Laghezza Antonio, Piemontese Luca, Brunetti Leonardo, Caradonna Alessia, Agamennone Mariangela, Di Pizio Antonella, Pochetti Giorgio, Montanari Roberta, Capelli Davide, Tauro Marilena, Loiodice Fulvio, Tortorella Paolo
Department of Pharmacy and Pharmaceutical Sciences, University of Bari "A. Moro", via E. Orabona 4, 70125 Bari, Italy.
Department of Pharmacy, University "G. d'Annunzio" of Chieti-Pescara, Via Dei Vestini, 31, 66100 Chieti, Italy.
Pharmaceuticals (Basel). 2020 Jun 1;13(6):113. doi: 10.3390/ph13060113.
Matrix metalloproteinases (MMPs) are a family of enzymes involved at different stages of cancer progression and metastasis. We previously identified a novel class of bisphosphonic inhibitors, selective for MMPs crucial for bone remodeling, such as MMP-2. Due to the increasing relevance of specific MMPs at various stages of tumor malignancy, we focused on improving potency towards certain isoforms. Here, we tackled MMP-9 because of its confirmed role in tumor invasion, metastasis, angiogenesis, and immuno-response, making it an ideal target for cancer therapy. Using a computational analysis, we designed and characterized potent MMP-2/MMP-9 inhibitors. This is a promising approach to develop and clinically translate inhibitors that could be used in combination with standard care therapy for the treatment of skeletal malignancies.

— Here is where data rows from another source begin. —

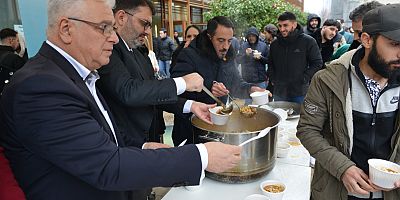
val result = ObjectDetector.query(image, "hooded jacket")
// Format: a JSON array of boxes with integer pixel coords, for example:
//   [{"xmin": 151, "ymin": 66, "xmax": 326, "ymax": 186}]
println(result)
[
  {"xmin": 303, "ymin": 14, "xmax": 321, "ymax": 35},
  {"xmin": 311, "ymin": 28, "xmax": 334, "ymax": 64},
  {"xmin": 237, "ymin": 27, "xmax": 269, "ymax": 83},
  {"xmin": 297, "ymin": 50, "xmax": 400, "ymax": 200},
  {"xmin": 267, "ymin": 25, "xmax": 322, "ymax": 97}
]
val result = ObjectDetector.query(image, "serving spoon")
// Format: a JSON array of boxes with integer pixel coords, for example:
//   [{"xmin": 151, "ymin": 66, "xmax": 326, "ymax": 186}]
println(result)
[
  {"xmin": 239, "ymin": 127, "xmax": 272, "ymax": 146},
  {"xmin": 202, "ymin": 85, "xmax": 233, "ymax": 114}
]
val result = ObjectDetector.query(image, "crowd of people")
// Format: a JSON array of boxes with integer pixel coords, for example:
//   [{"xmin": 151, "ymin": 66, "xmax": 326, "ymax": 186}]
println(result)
[{"xmin": 0, "ymin": 0, "xmax": 400, "ymax": 200}]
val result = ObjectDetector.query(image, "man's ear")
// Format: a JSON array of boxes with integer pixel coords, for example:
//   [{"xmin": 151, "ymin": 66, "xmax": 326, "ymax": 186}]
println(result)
[
  {"xmin": 57, "ymin": 18, "xmax": 72, "ymax": 44},
  {"xmin": 361, "ymin": 32, "xmax": 373, "ymax": 49}
]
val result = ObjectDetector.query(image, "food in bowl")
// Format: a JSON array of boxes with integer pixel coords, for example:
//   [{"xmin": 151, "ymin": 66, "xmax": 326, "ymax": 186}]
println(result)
[
  {"xmin": 368, "ymin": 159, "xmax": 400, "ymax": 189},
  {"xmin": 250, "ymin": 90, "xmax": 269, "ymax": 105},
  {"xmin": 380, "ymin": 167, "xmax": 400, "ymax": 174},
  {"xmin": 217, "ymin": 108, "xmax": 227, "ymax": 115},
  {"xmin": 239, "ymin": 106, "xmax": 257, "ymax": 117},
  {"xmin": 263, "ymin": 184, "xmax": 285, "ymax": 193}
]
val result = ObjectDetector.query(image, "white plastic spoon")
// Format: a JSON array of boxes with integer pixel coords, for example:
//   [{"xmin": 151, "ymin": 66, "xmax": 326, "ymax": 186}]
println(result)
[{"xmin": 239, "ymin": 127, "xmax": 273, "ymax": 146}]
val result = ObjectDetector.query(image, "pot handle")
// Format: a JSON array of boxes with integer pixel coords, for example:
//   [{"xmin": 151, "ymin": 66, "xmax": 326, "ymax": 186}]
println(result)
[{"xmin": 199, "ymin": 133, "xmax": 224, "ymax": 142}]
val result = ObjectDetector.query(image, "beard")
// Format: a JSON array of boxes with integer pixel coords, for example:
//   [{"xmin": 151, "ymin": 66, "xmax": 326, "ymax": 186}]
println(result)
[{"xmin": 368, "ymin": 40, "xmax": 400, "ymax": 79}]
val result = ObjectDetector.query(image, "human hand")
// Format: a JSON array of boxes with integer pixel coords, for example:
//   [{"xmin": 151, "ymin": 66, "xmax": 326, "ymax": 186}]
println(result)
[
  {"xmin": 342, "ymin": 166, "xmax": 378, "ymax": 195},
  {"xmin": 143, "ymin": 142, "xmax": 171, "ymax": 149},
  {"xmin": 211, "ymin": 81, "xmax": 229, "ymax": 97},
  {"xmin": 190, "ymin": 101, "xmax": 217, "ymax": 124},
  {"xmin": 369, "ymin": 180, "xmax": 400, "ymax": 192},
  {"xmin": 182, "ymin": 73, "xmax": 204, "ymax": 92},
  {"xmin": 246, "ymin": 48, "xmax": 253, "ymax": 56},
  {"xmin": 204, "ymin": 142, "xmax": 242, "ymax": 173},
  {"xmin": 250, "ymin": 86, "xmax": 272, "ymax": 97}
]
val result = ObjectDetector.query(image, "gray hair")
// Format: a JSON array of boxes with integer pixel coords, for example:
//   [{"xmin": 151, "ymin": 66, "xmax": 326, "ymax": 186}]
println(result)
[
  {"xmin": 349, "ymin": 1, "xmax": 384, "ymax": 22},
  {"xmin": 47, "ymin": 0, "xmax": 115, "ymax": 29}
]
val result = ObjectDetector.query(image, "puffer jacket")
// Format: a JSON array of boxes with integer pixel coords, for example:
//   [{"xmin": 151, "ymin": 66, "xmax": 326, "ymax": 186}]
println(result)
[
  {"xmin": 237, "ymin": 27, "xmax": 269, "ymax": 83},
  {"xmin": 303, "ymin": 14, "xmax": 321, "ymax": 35},
  {"xmin": 154, "ymin": 36, "xmax": 176, "ymax": 61},
  {"xmin": 297, "ymin": 50, "xmax": 400, "ymax": 200}
]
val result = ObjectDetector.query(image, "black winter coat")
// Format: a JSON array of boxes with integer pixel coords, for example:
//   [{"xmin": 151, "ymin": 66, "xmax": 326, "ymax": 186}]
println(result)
[
  {"xmin": 237, "ymin": 27, "xmax": 269, "ymax": 83},
  {"xmin": 311, "ymin": 28, "xmax": 334, "ymax": 64},
  {"xmin": 267, "ymin": 26, "xmax": 322, "ymax": 97},
  {"xmin": 96, "ymin": 35, "xmax": 186, "ymax": 148}
]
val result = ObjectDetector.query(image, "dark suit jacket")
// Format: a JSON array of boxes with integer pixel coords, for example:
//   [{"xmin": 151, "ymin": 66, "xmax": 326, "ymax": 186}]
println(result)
[
  {"xmin": 0, "ymin": 44, "xmax": 201, "ymax": 200},
  {"xmin": 97, "ymin": 35, "xmax": 185, "ymax": 146}
]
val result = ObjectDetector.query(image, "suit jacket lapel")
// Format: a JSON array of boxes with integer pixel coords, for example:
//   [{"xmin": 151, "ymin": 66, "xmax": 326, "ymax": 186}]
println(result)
[
  {"xmin": 39, "ymin": 42, "xmax": 116, "ymax": 140},
  {"xmin": 116, "ymin": 35, "xmax": 148, "ymax": 80}
]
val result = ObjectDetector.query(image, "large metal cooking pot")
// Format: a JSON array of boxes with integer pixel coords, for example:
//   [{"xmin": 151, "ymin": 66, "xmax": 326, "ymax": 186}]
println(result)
[{"xmin": 192, "ymin": 108, "xmax": 281, "ymax": 183}]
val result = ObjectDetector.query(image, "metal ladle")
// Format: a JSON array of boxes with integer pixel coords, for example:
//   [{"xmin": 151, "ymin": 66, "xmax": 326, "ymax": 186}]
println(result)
[{"xmin": 203, "ymin": 85, "xmax": 233, "ymax": 114}]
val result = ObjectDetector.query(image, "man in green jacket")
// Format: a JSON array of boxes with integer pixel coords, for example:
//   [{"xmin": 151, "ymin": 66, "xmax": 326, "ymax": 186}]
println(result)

基质金属蛋白酶(MMPs)是一类参与癌症进展和转移不同阶段的酶。我们之前鉴定出了一类新型双膦酸抑制剂,它们对骨重塑至关重要的MMPs具有选择性,比如MMP-2。由于特定MMPs在肿瘤恶性发展的各个阶段的相关性日益增加,我们专注于提高对某些亚型的效力。在此,我们研究MMP-9,因为它在肿瘤侵袭、转移、血管生成和免疫反应中已被证实的作用,使其成为癌症治疗的理想靶点。通过计算分析,我们设计并表征了强效的MMP-2/MMP-9抑制剂。这是一种开发抑制剂并将其临床转化的有前景的方法,这些抑制剂可与标准护理疗法联合用于治疗骨骼恶性肿瘤。